Es ist nicht vorstellbar, daß diese Sehnsucht bei anderen Völkern geringer wäre. Deshalb taucht die Frage auf: Wieso ist in Taizé möglich, wonach die Menschheit hungert? Wie ist es möglich, daß dieser Hunger auch da gestillt wird, wo ich zu Hause bin?

Eine Antwort läßt sich erahnen, wenn wir über eine Geschichte im Evangelium nachsinnen: Der Auferstandene offenbart sich einigen Jüngern am See von Tiberias (Joh 21,1-14). Diese Geschichte enthält eine Stelle die sehr seltsam erscheint. Nach einem ergebnislosen Fischfang bittet Jesus sie um etwas zu essen. Nachdem sie gestehen, nichts bieten zu können, schickt er sie zum Fischfang aus. Als sie aber mit vollen Netzen zurückkehren, ist er auf einmal derjenige, der für sie etwas zum Essen bereithält. Brot und Fisch liegen auf einem Kohlenfeuer für sie schon bereit. Sonderbar – eigentlich hätte er auf die Frage und auf die Aussendung zum Fischfang verzichten können.

In dieser Geschichte spiegelt sich unser Bemühen wieder, aus eigenen Kräften den Hunger nach Versöhnung zu stillen. Ein ergebnisloser Fischfang! Keine Erklärung bekommen wir dafür, warum das so ist. Erzählt wird uns allerdings, wie sich an dieser Situation etwas ändert: Die Jünger erfahren die Gegenwart des Auferstandenen. Sie hören auf ihn, ohne zu ahnen, daß er es ist. Darin liegt das Geheimnis ihres reichen Fischfangs: Sie hören auf ihn.
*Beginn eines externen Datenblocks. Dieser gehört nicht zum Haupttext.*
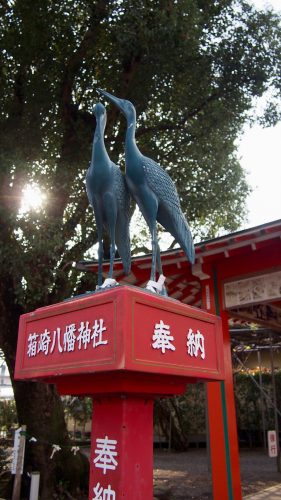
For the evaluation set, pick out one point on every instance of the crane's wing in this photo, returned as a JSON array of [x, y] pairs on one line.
[[122, 234], [169, 214]]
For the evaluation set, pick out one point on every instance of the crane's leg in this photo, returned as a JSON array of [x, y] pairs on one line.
[[111, 217], [99, 224], [154, 245], [100, 257], [160, 271]]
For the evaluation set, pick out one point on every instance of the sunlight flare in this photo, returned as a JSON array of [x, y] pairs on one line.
[[32, 198]]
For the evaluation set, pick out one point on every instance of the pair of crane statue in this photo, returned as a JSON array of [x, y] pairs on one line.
[[109, 193]]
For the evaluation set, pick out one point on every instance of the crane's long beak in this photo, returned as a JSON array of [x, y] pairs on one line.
[[118, 102]]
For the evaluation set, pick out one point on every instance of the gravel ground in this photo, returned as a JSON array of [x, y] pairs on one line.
[[185, 476]]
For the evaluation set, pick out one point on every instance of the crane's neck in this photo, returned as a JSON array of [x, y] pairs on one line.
[[131, 149], [99, 152]]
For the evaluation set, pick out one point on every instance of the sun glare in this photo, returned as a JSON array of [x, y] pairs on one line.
[[32, 198]]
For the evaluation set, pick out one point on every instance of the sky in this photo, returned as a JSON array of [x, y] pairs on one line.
[[260, 153]]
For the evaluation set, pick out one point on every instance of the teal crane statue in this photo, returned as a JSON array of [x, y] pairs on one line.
[[153, 190], [110, 199]]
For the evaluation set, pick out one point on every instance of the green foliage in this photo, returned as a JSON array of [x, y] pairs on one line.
[[181, 417], [249, 400], [192, 68]]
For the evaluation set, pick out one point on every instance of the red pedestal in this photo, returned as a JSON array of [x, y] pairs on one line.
[[123, 347]]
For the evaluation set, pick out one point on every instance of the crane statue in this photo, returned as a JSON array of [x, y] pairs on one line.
[[109, 196], [155, 193]]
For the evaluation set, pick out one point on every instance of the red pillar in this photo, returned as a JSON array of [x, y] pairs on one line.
[[121, 462], [224, 449]]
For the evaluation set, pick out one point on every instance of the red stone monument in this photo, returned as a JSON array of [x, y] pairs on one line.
[[123, 346]]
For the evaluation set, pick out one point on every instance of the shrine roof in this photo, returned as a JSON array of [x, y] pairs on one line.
[[247, 240]]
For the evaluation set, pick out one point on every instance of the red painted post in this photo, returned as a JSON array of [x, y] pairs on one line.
[[121, 461], [221, 406]]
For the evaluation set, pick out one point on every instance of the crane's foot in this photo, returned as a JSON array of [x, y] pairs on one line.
[[108, 283], [157, 286]]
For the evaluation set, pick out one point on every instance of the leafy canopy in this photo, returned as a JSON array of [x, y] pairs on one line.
[[192, 68]]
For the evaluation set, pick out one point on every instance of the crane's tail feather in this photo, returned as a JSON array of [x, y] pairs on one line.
[[182, 234]]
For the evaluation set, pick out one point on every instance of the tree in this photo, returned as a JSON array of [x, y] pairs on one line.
[[192, 68]]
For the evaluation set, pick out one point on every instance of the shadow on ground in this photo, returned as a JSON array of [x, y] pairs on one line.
[[185, 476]]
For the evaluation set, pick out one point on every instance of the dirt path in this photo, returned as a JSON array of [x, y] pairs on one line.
[[184, 476]]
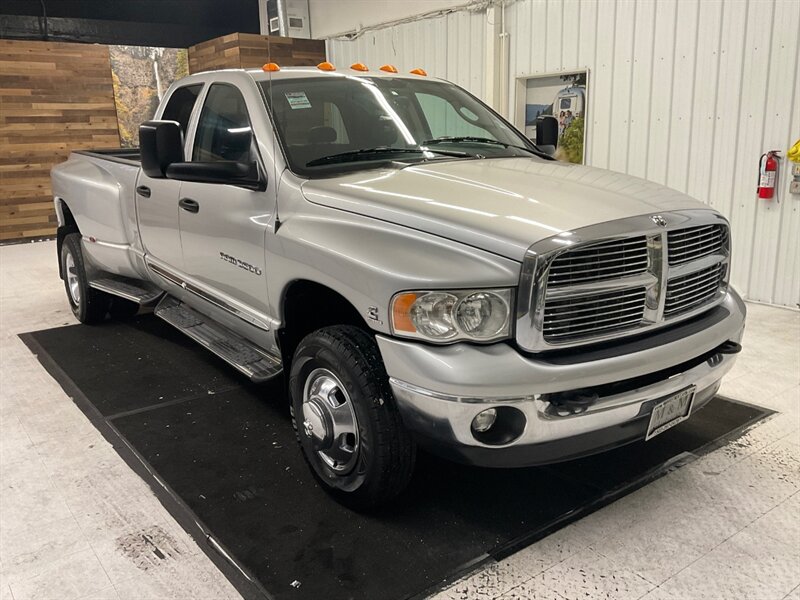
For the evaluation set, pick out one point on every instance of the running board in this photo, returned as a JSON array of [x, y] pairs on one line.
[[240, 353], [130, 289]]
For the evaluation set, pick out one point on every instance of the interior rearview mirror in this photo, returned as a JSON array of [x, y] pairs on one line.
[[160, 145], [547, 133]]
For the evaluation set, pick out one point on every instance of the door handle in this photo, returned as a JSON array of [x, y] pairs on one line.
[[189, 205]]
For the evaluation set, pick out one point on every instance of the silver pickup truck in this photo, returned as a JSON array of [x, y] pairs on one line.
[[423, 273]]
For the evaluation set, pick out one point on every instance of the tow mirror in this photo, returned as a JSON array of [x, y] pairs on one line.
[[547, 133], [221, 171], [160, 145]]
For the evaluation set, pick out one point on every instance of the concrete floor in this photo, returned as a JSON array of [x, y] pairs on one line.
[[71, 511]]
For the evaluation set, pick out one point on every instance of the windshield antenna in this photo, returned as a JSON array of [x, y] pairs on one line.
[[274, 139]]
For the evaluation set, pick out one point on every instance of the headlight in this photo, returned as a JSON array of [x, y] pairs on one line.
[[446, 316]]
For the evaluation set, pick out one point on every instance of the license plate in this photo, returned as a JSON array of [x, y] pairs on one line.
[[670, 412]]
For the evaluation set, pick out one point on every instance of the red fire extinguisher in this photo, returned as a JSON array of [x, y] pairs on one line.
[[767, 174]]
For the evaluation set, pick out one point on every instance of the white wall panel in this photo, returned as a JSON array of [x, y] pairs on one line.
[[451, 47], [688, 93]]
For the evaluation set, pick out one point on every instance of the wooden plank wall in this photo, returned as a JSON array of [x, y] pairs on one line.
[[54, 97], [249, 50]]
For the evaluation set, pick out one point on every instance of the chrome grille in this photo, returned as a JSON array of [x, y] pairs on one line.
[[692, 290], [621, 277], [596, 262], [686, 245], [576, 317]]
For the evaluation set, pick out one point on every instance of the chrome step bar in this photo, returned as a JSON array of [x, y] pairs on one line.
[[130, 289], [240, 353]]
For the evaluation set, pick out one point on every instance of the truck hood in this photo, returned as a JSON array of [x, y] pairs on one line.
[[502, 205]]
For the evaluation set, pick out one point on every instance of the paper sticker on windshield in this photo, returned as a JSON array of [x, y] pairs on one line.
[[297, 100]]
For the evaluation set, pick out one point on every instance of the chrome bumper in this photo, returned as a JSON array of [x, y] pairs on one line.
[[440, 390]]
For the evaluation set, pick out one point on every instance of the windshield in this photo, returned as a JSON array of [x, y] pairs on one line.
[[329, 124]]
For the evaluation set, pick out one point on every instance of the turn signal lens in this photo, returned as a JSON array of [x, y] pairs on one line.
[[443, 316], [401, 312]]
Darin liegt auch das Geheimnis, warum es in Taizé möglich ist, das Gleichnis der Versöhnung zu leben. Dreimal am Tag kommen die Jugendlichen mit den Brüdern zusammen, um gemeinsam mit ihnen sein Wort zu hören. Teil eines jeden Gebetes ist eine längere Stille. Wer still wird, öffnet sich für das Hören. Nicht jedem der Jugendlichen ist klar, daß es die Stimme des Auferstandenen ist, die er hört. Doch so wird das Gebet zur Quelle der Versöhnung. Kann derjenige, der dreimal am Tag sich der Stimme des Auferstandenen öffnet, auf Dauer mit anderen in Haß und Streit leben? Das Gebet ist das Eingeständnis: Ich habe nichts zu essen. Wo ich nur auf meine Kraft baue, bin ich arm dran. Das Gebet nährt die Erfahrung: Mein Hunger nach Versöhnung wird vom Auferstandenen gestillt. Als Gesang erklingt das in den Worten: „Meine Hoffnung und meine Freude, meine Stärke, mein Licht. Christus, meine Zuversicht, auf Dich vertrau ich und fürcht mich nicht.“

Auf diese Weise wird das Evangelium zu einem Wegweiser, wie der Hunger nach Versöhnung auch dort gestillt werden kann, wo ich zu Hause bin. Ich brauche die Bereitschaft, mich der Gegenwart des Auferstandenen zu öffnen. Dann werde ich seine Stimme hören – mitten im Alltag. Wenn ich schließlich gemeinsam mit anderen bereit bin, mich von ihm senden zu lassen – wenn ich bereit bin, das zu tun, was er von mir verlangt, dann brauche ich mich um das Ergebnis nicht zu sorgen. Er ist es, der uns zu essen gibt.

Am Anfang stand die Frage: Wo kannst Du hier, im Alltag, wenigstens punktuell etwas davon erfahren, daß das Reich Gottes schon begonnen hat? Als Gemeinde versuchen wir hier aus der Erfahrung zu leben, daß der Auferstandene gegenwärtig ist. Ist es möglich, daß andere von unserer Gemeinde sagen werden: Einen solchen Ort, ja, den kenne ich?